Dedyk dla White Angel
NMBZW

8 komentarzy:

  1. Żelki! Widmo lubi żelki! Widać, że ma dobry gust. :D
    Eira przeczytała swoją pierwszą książkę? Jaką?
    Widmo je chipsy zamiast normalnego jedzonka. Bardzo nieładnie, Widmo. Tak nie wolno bo się będzie miało długie, czarne i kręcone zęby. A to nie jest przyjemny widok.
    Ja też chcę pomóc w nadawaniu tej wiadomości! A nie, czekaj, przecież ja jako Jedi, to raczej nie powinnam im na to pozwolić... I tak chcę pomóc! Za to co Republika zrobiła z Ahsoką! Więc się włamuj Widmo, ja przytrzymam Jedi z dala od Stejwonu.
    Mambi będzie miała rodzeństwo jakieś! Jej! Żelki. Dzidzie są słodkie. Może jej brat/siostra będzie się bardzie znać na komputerach. Zawsze trzeba wcisnąć jakiś guziczek, żeby coś włączyć. I nie, nie ten od autodestrukcji. ;)
    Ogólnie super rozdział, zauważyłam jakiś tam błąd, ale jak zwykle nie będę wymieniać, bo jestem leń. ;) Niech się czepiają ci co lubią się czepiać. Czekam nn.
    NMBZW!
    PS. Eira ty serio nie przeczytałaś żadnej lektury? Od początku podstawówki?

    OdpowiedzUsuń
  2. HEJJJJ!!!
    Od razu uprzedzam, że mój komentarz będzie nieposkładany i może trochę bez sensu.
    Po pierwsze: Skąd wy bierzecie imiona i nazwy miejsc??? Super. Ja wymyślam albo beznadziejne, albo nienormalne (baardzo). Widmo, a co to za zakłady? Oj, nieładnie. A ja i tak bym się nigdy nie założyła, że kogoś pocałuję. Fuj.
    No w każdym razie Ilaya wymiata. Nienormalna jak ja :) Czyli one mają 15-16 lat, i nie mają rodzeństwa?
    Super rozdział jak zawsze. Znowu długi. A następny już w piątek, tak? Nie mogę się doczekać.
    Widmo, obudź się! Taka ambitna, a nie wie, że ma brata :( Strasznie chciałabym, żeby był tu Obi-Wan... Ma super siostrę a Widmo ma super brata. Ojojojojoj, republika potrzebuje buntowników.

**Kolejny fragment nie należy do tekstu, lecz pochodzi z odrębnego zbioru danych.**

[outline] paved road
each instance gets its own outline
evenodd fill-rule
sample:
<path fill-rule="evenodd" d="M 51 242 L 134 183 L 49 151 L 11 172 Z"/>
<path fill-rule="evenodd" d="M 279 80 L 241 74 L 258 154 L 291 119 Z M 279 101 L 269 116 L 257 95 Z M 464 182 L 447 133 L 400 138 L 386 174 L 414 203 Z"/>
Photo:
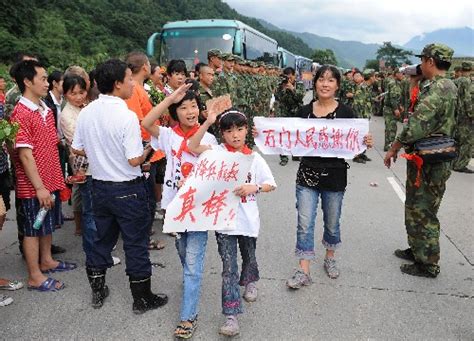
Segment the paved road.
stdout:
<path fill-rule="evenodd" d="M 241 316 L 241 340 L 396 340 L 474 339 L 474 190 L 472 175 L 454 173 L 439 217 L 441 274 L 437 279 L 403 275 L 402 261 L 392 255 L 406 247 L 403 203 L 405 163 L 392 170 L 382 164 L 383 121 L 375 117 L 371 130 L 376 147 L 368 152 L 372 162 L 351 163 L 349 186 L 342 216 L 343 247 L 337 253 L 341 276 L 326 277 L 322 268 L 324 250 L 318 242 L 318 259 L 312 263 L 314 284 L 299 291 L 285 287 L 296 266 L 294 180 L 297 163 L 278 165 L 267 157 L 279 188 L 260 197 L 262 219 L 257 257 L 261 277 L 259 299 L 245 304 Z M 389 182 L 388 178 L 393 182 Z M 377 187 L 369 183 L 375 182 Z M 70 209 L 70 208 L 67 208 Z M 14 218 L 9 212 L 9 218 Z M 18 254 L 15 222 L 7 222 L 0 234 L 0 274 L 26 278 Z M 156 229 L 160 226 L 157 223 Z M 142 316 L 132 313 L 132 299 L 124 266 L 107 274 L 111 296 L 104 307 L 89 306 L 90 289 L 84 270 L 81 240 L 73 236 L 72 223 L 54 234 L 56 244 L 67 248 L 64 260 L 80 267 L 56 277 L 67 284 L 57 293 L 12 293 L 14 304 L 0 309 L 0 339 L 154 339 L 170 340 L 178 320 L 181 267 L 173 239 L 162 236 L 167 246 L 153 251 L 151 259 L 165 268 L 155 268 L 153 289 L 165 292 L 165 307 Z M 321 240 L 321 220 L 317 240 Z M 220 271 L 216 242 L 210 234 L 196 340 L 220 340 Z M 123 259 L 119 245 L 116 254 Z"/>

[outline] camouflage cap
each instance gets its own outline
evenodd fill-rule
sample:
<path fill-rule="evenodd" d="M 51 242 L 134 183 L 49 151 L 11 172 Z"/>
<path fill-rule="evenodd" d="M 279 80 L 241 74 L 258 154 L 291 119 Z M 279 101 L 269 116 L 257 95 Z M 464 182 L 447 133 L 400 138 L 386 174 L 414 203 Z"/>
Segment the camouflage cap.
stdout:
<path fill-rule="evenodd" d="M 370 76 L 373 76 L 375 74 L 375 70 L 374 69 L 365 69 L 363 72 L 362 72 L 362 76 L 364 77 L 370 77 Z"/>
<path fill-rule="evenodd" d="M 222 59 L 227 61 L 235 60 L 235 56 L 232 53 L 223 53 Z"/>
<path fill-rule="evenodd" d="M 459 66 L 459 65 L 454 67 L 455 72 L 458 72 L 458 71 L 461 71 L 461 70 L 462 70 L 462 67 Z"/>
<path fill-rule="evenodd" d="M 462 71 L 471 71 L 472 70 L 471 62 L 462 62 L 461 63 L 461 70 Z"/>
<path fill-rule="evenodd" d="M 207 58 L 218 57 L 222 58 L 222 51 L 219 49 L 212 49 L 207 51 Z"/>
<path fill-rule="evenodd" d="M 451 63 L 453 59 L 454 50 L 447 45 L 434 43 L 428 44 L 423 48 L 421 54 L 416 54 L 416 57 L 429 57 L 443 62 Z"/>

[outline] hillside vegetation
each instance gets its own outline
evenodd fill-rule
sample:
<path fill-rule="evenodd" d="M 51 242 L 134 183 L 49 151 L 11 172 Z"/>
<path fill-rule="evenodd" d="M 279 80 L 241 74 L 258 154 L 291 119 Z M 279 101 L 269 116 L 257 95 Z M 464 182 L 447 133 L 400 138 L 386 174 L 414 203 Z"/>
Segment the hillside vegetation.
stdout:
<path fill-rule="evenodd" d="M 49 66 L 86 68 L 108 57 L 145 50 L 148 37 L 167 21 L 237 19 L 310 57 L 312 49 L 291 34 L 263 27 L 220 0 L 1 0 L 0 61 L 19 51 Z"/>

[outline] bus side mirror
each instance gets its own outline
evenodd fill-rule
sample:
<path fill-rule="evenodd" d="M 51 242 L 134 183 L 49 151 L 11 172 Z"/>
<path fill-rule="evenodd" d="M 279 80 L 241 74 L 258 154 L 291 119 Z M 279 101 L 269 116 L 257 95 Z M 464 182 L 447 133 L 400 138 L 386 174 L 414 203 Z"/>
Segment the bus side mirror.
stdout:
<path fill-rule="evenodd" d="M 150 58 L 155 56 L 155 40 L 157 36 L 161 36 L 161 31 L 153 33 L 146 43 L 146 54 Z"/>
<path fill-rule="evenodd" d="M 242 55 L 242 30 L 237 30 L 234 37 L 234 54 Z"/>

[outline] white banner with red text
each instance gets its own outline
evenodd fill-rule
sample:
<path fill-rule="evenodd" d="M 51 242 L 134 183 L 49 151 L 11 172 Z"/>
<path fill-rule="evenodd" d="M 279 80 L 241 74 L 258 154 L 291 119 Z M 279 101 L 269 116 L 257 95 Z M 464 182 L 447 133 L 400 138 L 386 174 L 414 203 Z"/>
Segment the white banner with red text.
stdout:
<path fill-rule="evenodd" d="M 252 161 L 242 153 L 202 153 L 166 208 L 163 232 L 235 229 L 241 198 L 233 190 L 245 183 Z"/>
<path fill-rule="evenodd" d="M 366 146 L 367 119 L 254 117 L 255 144 L 263 154 L 352 159 Z"/>

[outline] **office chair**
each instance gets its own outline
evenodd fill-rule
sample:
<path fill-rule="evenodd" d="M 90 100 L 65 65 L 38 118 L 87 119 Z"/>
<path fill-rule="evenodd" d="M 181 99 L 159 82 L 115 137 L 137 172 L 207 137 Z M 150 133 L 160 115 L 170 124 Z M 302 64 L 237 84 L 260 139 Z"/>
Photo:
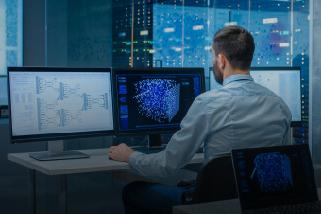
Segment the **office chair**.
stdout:
<path fill-rule="evenodd" d="M 163 188 L 166 187 L 165 191 L 163 191 L 163 194 L 160 194 L 159 198 L 161 198 L 162 203 L 166 203 L 163 203 L 162 206 L 149 203 L 146 206 L 145 202 L 140 200 L 141 198 L 146 197 L 144 192 L 148 191 L 148 194 L 153 194 L 155 193 L 155 188 L 157 189 L 160 186 L 162 186 L 162 184 L 154 184 L 144 181 L 136 181 L 126 185 L 123 190 L 123 201 L 125 209 L 127 209 L 126 211 L 134 212 L 132 210 L 134 208 L 136 213 L 167 214 L 172 213 L 172 208 L 176 205 L 205 203 L 237 197 L 230 156 L 215 158 L 209 161 L 203 168 L 201 168 L 201 170 L 198 171 L 195 181 L 180 182 L 178 186 L 182 187 L 181 190 L 183 193 L 178 196 L 178 198 L 176 198 L 175 194 L 174 196 L 172 195 L 172 197 L 168 197 L 168 195 L 171 195 L 171 187 L 165 185 L 163 186 Z M 137 198 L 138 200 L 136 200 Z M 178 201 L 176 201 L 176 199 Z"/>
<path fill-rule="evenodd" d="M 183 204 L 237 198 L 231 156 L 212 159 L 198 173 L 195 189 L 182 196 Z"/>

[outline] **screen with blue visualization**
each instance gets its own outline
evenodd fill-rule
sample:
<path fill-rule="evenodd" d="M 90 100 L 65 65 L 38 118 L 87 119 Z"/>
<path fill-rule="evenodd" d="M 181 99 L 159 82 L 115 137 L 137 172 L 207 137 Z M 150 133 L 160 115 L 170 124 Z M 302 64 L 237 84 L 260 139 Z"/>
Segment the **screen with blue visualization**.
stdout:
<path fill-rule="evenodd" d="M 201 74 L 116 73 L 120 132 L 176 130 L 196 96 Z"/>
<path fill-rule="evenodd" d="M 300 69 L 255 69 L 254 81 L 280 96 L 292 113 L 292 121 L 301 121 L 301 77 Z"/>
<path fill-rule="evenodd" d="M 0 76 L 0 106 L 8 105 L 7 77 Z"/>
<path fill-rule="evenodd" d="M 113 130 L 110 72 L 9 72 L 12 136 Z"/>
<path fill-rule="evenodd" d="M 317 200 L 307 144 L 232 151 L 243 209 Z"/>

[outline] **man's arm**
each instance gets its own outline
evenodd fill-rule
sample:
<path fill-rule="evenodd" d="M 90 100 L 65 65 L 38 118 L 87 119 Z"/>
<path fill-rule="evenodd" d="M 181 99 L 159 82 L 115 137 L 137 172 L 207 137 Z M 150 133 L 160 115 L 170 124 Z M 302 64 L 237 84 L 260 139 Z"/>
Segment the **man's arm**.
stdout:
<path fill-rule="evenodd" d="M 174 173 L 193 158 L 206 138 L 210 119 L 206 105 L 201 98 L 196 98 L 166 149 L 156 154 L 133 152 L 128 160 L 130 167 L 146 177 L 166 177 Z"/>

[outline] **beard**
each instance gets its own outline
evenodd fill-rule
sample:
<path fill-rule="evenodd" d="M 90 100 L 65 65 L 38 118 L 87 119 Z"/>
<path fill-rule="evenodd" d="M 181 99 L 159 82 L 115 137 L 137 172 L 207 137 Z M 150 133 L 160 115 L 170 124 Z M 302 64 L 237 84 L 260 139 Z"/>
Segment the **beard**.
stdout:
<path fill-rule="evenodd" d="M 220 68 L 217 66 L 216 63 L 214 63 L 214 70 L 213 70 L 213 74 L 214 74 L 214 78 L 216 80 L 216 82 L 220 85 L 223 85 L 223 72 L 220 70 Z"/>

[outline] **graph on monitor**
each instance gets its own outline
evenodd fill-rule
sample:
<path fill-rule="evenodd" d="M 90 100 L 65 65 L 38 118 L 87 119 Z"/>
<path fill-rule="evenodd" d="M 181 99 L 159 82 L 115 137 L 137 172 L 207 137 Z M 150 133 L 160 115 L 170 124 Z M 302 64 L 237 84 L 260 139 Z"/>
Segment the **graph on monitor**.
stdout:
<path fill-rule="evenodd" d="M 110 73 L 10 73 L 12 134 L 113 130 Z"/>

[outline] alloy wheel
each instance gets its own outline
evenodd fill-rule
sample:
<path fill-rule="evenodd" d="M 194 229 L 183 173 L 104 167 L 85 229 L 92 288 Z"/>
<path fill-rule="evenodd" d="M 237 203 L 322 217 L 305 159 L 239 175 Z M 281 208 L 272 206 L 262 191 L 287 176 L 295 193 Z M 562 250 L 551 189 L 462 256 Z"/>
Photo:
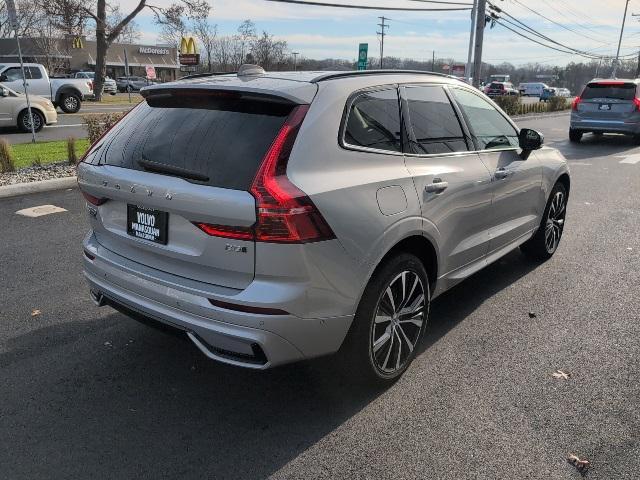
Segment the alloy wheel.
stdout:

Nadawajcie tą stację radiową, już!
    Przyznam, że się odrobinkę pogubiłam w postaciach, no ale cóż. Pooglądam sobie jeszcze bohaterów i rebeliantów.
    Ja też chcę bazę za śmietnikiem! Ale ona ma tak fajny śmietnik, który wydaje fajne dźwięki!!!
    Żeby Obi wiedział, to też by pewnie skakał po śmietnikach.
    No dobra, od razu widzę, że jest to jeszcze bardziej nieposkładany komentarz niż przypuszczałam :). I najdłuższy w moim życiu!
    NMBZW!!!
    P.S. Eira, ja z własnej woli czytałam ponad 50 książek xdd
    NMBZ Eirą i Nicol i WIDMO!!!

    OdpowiedzUsuń
  3. Po pierwsze, nie "nie umiała docenić teg czego miała", tylko "tego co miała". Po drugie, nie biegnac, tylko biec. Po trzecie, przecinki. Po czwarte, bardzo fajne. Po piąte, ten jakże ambitny komentarz już kończę i spadam.
    NMBZT

    OdpowiedzUsuń
    Odpowiedzi
    1. Aha, jeszcze po szóste literówki i po siódme interpunkcja.
      Ohayo!

      Usuń
  4. Hejo!
    "Kenobi miała bardzo dużą zaletę umiała słuchać." chyba jednak "Kenobi miała bardzo dużą - zaletę umiała słuchać." - tak lepiej
    Wszyscy już wiedzą, że White nie wyłapuje literówek, więc... No, właśnie.
    Dziękuję za dedykację... Nie wiem czym sobie zasłużyłam, ale dzięki :D
    A teraz Widmo, niech twój brak przylatuje na Stewoje *nw czy dobrze piszę* razem z Annim... Oni wam te rewolucję zgłuszą... Już ja tego dopilnuje, oj obiecuję.
    Niech Moc będzie z Wami!
    White Angel

    OdpowiedzUsuń
    Odpowiedzi
    1. Chyba "Kenobi miała bardzo dużą zaletę - umiała słuchać" niż "Kenobi miała bardzo dużą - zaletę, umiała słuchać", no nie?

      Usuń
    2. Masz rację. Zabieram się za poprawianie, a sama piszę z błędem.